Die Rechten brüllen durcheinander. Sie sind solche Attacken aus dem Stadion gewöhnt.

Den sechs bleibt die Spucke weg. Damit haben sie nicht gerechnet.

Stefan kocht. Er läuft angriffslustig auf sie zu. Sofort bilden sie einen Halbkreis. So erwarten sie Angreifer. Es ist eine kluge Taktik. Wenn mehrere Gegner in dieser Formation gegen einen antreten, hat dieser keine Chance. Er verliert die Übersicht und hat immer einen Gegner im Rücken. Die Rechten sind vielleicht nicht die Hellsten in der Schule, aber im Straßenkampf schon erfahren. Sie prügeln sich gerne und regelmäßig. Jedes Wochenende haben sie praktisches Training gegen andere Fußballfans.

„Ja, komm her, du linke Ratte, wir machen das gleich hier aus.“

Nazi-Chef Peter Müller steht hinter seinen Leuten. Er ist ganz ruhig: „Los zeig uns, was du unter Meinungsfreiheit verstehst, wie du dir eine demokratische Auseinandersetzung vorstellst. Dir passt unsere Gesinnung nicht? Dann greif uns an, Supermann!“

Stefan sieht ihm wütend in die Augen. Langsam läuft er weiter auf die Gruppe zu. Wenn er einmal auf 180 ist, hat er sich nicht mehr unter Kontrolle. Marc weiß das, er kennt seinen besten Freund.

Dabei verletzt Stefan eine Grundregel für Kämpfer: Lass dich niemals reizen. Wenn du die Beherrschung verlierst, verlierst du den Überblick – und damit den Kampf!

Doch Stefan ist dafür nicht mehr zugänglich. Er geht weiter. Die Rechten tänzeln in ihrer Halbkreisaufstellung gespannt hin und her. Ihre Oberkörper sind leicht nach vorne gebeugt. Stefan ist leichte Beute. Das wissen sie.

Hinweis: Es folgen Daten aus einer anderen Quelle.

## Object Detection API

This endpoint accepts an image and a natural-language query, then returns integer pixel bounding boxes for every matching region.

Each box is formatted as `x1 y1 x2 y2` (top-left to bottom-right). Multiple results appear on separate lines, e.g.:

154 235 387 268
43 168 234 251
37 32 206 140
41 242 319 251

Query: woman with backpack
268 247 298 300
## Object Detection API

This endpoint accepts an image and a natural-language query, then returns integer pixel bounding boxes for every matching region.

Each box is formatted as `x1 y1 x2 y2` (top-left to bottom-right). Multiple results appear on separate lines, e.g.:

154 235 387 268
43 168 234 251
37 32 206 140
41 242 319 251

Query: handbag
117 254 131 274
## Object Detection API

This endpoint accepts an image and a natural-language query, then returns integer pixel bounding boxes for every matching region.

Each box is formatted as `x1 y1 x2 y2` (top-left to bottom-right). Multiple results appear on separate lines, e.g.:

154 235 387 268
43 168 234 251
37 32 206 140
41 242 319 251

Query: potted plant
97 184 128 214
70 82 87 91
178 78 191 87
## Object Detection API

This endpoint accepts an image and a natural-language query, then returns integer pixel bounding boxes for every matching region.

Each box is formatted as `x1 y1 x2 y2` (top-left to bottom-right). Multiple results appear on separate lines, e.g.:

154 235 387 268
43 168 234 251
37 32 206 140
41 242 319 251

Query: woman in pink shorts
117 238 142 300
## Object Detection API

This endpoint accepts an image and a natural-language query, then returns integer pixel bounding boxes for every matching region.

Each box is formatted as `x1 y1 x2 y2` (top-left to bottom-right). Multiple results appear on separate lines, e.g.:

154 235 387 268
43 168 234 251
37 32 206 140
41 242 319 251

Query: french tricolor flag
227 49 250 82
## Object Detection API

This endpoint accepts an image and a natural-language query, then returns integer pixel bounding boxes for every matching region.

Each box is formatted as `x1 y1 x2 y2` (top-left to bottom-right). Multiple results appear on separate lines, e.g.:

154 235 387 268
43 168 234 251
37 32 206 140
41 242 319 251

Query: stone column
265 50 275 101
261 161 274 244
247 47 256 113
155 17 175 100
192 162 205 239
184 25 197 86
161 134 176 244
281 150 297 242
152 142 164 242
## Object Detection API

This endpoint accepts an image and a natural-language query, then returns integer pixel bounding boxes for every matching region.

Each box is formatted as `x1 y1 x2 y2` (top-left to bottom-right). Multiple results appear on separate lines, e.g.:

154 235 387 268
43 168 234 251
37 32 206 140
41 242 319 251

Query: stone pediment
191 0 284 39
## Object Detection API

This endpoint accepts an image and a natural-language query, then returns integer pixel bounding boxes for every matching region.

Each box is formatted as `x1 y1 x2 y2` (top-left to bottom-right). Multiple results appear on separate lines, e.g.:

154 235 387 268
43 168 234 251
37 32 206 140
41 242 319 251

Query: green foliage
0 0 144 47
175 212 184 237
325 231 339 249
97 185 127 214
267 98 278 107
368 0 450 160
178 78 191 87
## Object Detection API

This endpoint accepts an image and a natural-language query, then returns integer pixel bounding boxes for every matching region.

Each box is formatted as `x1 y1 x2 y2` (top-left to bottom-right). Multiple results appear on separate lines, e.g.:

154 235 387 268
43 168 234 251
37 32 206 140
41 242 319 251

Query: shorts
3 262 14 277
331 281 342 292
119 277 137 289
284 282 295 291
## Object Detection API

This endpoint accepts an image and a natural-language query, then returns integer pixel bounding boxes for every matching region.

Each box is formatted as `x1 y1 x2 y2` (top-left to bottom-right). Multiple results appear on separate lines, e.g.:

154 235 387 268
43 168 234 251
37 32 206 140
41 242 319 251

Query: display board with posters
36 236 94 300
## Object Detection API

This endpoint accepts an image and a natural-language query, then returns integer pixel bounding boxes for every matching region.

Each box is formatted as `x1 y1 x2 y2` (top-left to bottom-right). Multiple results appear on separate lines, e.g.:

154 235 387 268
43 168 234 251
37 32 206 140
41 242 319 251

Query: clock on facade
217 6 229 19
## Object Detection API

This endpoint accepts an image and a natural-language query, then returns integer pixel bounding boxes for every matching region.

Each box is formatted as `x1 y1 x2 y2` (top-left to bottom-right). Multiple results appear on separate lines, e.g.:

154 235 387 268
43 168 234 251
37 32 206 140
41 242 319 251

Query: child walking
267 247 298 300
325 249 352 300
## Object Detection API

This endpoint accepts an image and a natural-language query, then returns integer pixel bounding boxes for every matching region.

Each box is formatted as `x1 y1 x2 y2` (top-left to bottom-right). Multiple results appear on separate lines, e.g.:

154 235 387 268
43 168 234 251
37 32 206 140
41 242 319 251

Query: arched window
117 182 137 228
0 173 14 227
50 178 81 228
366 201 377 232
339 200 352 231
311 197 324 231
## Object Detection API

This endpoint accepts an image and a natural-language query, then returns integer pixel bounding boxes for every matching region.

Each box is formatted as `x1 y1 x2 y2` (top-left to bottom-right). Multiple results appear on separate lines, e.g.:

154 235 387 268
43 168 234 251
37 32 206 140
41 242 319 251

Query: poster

Elena läuft Stefan hinterher. Sie packt seinen linken Arm.

„Lass dich nicht provozieren Stefan, sie sind viel zu viele, die wollen doch nur, dass du sie angreifst.“

Er dreht sich nicht einmal nach Elena um, schüttelt sie ab und läuft weiter.

„Puttputtputt, komm schon her Stinkezecke. Komm zu uns und hol dir eine ab, Schwanzlutscher!“

Elena versucht erneut, ihn zu packen.

„Stefan, bitte.“

„Ich weiß, was ich tue“, raunt er ihr zu.

Die Rechten stehen jetzt nur noch zehn Meter von ihm entfernt, in freudiger Erwartung des ungleichen Kampfs.

„Nein Stefan, das weißt du nicht.“

Energisch stellt sich Marlene in seinen Weg.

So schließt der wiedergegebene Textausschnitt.